Scrum Certifications — Don’t overlook PSM


When working with organization, mostly when giving Scrum training, I often get asked about certifications. And while I fundamentally disagree with the obsession that certain P&O departments have with certifications, they do have a certain merit.

In the Netherlands there seems to be a focus on the CSM (Certified Scrum Master) certification by the Scrum Alliance. And generally that is the one my students ask about. And I agree CSM is very good indeed. The trainers need to be certified to give the training so they tend to be really good. I have worked with a number of Certified Scrum Trainers and they are great. So, no objections against CSM at all. But, I tend to prefer a lesser known certification: PSM (Professional Scrum Master).

Where CSM is a certification by the Scrum Alliance, PSM is offered which was founded by Ken Schwaber. Ken is one of the original forces behind Scrum so this is not a shady organization. Even though these are two different certifications, they have a lot in common:

• Fundamentally test knowledge (theoretical) of Scrum, plus some insight into the philosophy behind Scrum and the way to use it
• Are granted based on an on-line, open book, multiple choice exam
• Do not really require practical experience (but it helps)

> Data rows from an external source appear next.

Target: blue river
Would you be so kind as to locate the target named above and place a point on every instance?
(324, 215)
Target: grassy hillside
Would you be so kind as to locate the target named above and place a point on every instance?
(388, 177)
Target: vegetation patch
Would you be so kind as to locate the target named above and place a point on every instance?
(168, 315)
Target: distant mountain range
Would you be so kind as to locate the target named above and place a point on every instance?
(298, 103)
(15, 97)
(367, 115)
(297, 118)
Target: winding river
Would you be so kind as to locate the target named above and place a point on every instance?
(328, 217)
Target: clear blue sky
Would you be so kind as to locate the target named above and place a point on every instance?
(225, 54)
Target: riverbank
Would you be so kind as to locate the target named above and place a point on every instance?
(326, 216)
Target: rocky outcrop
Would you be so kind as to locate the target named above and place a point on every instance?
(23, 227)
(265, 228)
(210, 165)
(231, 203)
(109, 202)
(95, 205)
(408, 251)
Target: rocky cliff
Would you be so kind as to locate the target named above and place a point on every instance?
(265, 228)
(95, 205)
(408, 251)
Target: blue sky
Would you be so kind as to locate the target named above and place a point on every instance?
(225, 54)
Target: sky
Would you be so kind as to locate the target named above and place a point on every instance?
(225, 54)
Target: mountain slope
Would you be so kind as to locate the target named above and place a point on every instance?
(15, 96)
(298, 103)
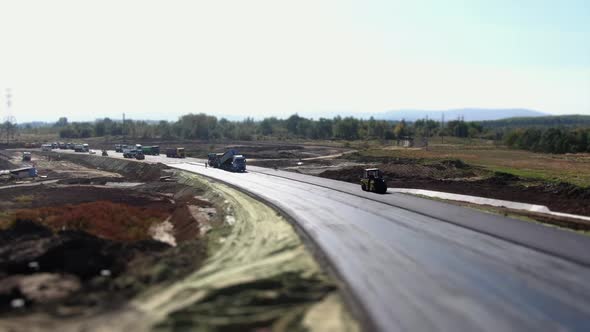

So, they seem to be roughly interchangeable in what they certify and how they do it. But there are a few differences:

• CSM requires a course by a Certified Scrum Trainer, the exam is almost an afterthought. Typical costs are around $2000 per person. This means the level of the training is great, but it gives less flexibility. PSM has no such requirement, you can use any training you want (at your own risk) or take the exam if you think you already know all there is to know
• CSM requires 25 out of 35 questions to be answered correctly (71%), PSM requires 68 out of 80 questions to be answered correctly (85%)
• CSM has no time limit and can be continued at any time. PSM has a time limit of 60 minutes and questions need to be answered in a single session,
• CSM exam is included in the Scrum course, PSM exam is charged separately ($150)
• CSM is valid for 2 years and then requires renewal ($250), PSM remains valid

So, CSM is clearly more expensive. But is it better? Not in my mind. The exam for PSM is harder so you need to be at a higher level of competence to get PSM. It is true that you are dependent on the level of the trainer when going for PSM, which is almost guaranteed with CSM. But there are a lot of good trainers around. And if you can’t find one, contact me!

So, if I were in a P&O position, I would rather hire a PSM than a CSM. But to be honest, neither of those guarantee that the holder of the certification is a good Scrum Master. There is a real difference between knowledge of the theory and using that effectively in the real world. This is why am a big believer in experience-based certifications such as the Agile Master certification by the Agile Consortium, but that is something for a future blog.